但し、変動金利で借入を行い、将来、金利が上昇した時には、このようなメリットはなくなります。

1%以上の固定金利では逆転現象は起こりません。

そして、年間40万円近い住宅ローン控除を最大限で受けるためにはその分の所得税・住民税を払っている年収が必要です

これらのメリットを最大限で受けるためには、年収700万円以上が対象になるでしょう。

住宅ローン控除には期限がある

現在の0.5%程度の低金利で住宅ローンを組むと、住宅ローン控除額が住宅ローン支払利息額を上回る現象が起こります。

つまり、住宅ローンでマイホームを購入したほうが現金で購入するよりもお得感があります。

このような逆転現象が起こっていることを下記の2021年度税制大綱の抜粋記事にも記載されています。

更に、注目点は2022年度税制改正において、住宅ローン控除の見直す動きがあるということがはっきりと記載されています。

この住宅ローン控除が使える期限は、2022年12月までに住宅を購入して住むことが条件です。

住宅購入を検討されている方は、今のお得な住宅ローン控除が使えるうちに住宅購入をするほうが良い判断かもしれません。

注意点 

住宅ローン控除特例は年末残高の1%を控除できる仕組みであるが、会計検査院による平成30年度決算検査報告では、控除率1%を下回る金利で住宅ローンを借り入れている者の割合が78.1%と多く、毎年の住宅ローン控除額が住宅ローン支払利息額を上回っているため、住宅ローンを組む必要がないのに住宅ローンを組む動機づけになっているなどの問題点が指摘されている。

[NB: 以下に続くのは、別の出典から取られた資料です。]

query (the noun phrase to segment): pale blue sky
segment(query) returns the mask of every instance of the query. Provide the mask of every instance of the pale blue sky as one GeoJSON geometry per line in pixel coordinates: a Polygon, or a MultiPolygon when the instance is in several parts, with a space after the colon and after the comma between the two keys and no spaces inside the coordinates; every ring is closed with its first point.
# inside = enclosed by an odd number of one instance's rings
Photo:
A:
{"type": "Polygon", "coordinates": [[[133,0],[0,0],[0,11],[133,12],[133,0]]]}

このため令和4年度税制改正では、1%を上限に支払利息額を考慮して控除額を設定するなどの見直しが行われる予定。

省略・・・令和4年度税制改正では、1%を上限に支払利息額を考慮して控除額を設定するなどの見直しが行われる予定。

2018年決算検査報告より一部抜粋

まとめ

住宅ローン控除で最大13年間480万円のお金が戻ってきます。

しかし、この住宅ローン減税の恩恵を受けることができるのは、あと3カ月しかありません。

注文住宅を検討している方は、今月(9月)までです。

マイホームを検討している方は2022年12月までに入居できるように準備致しましょう。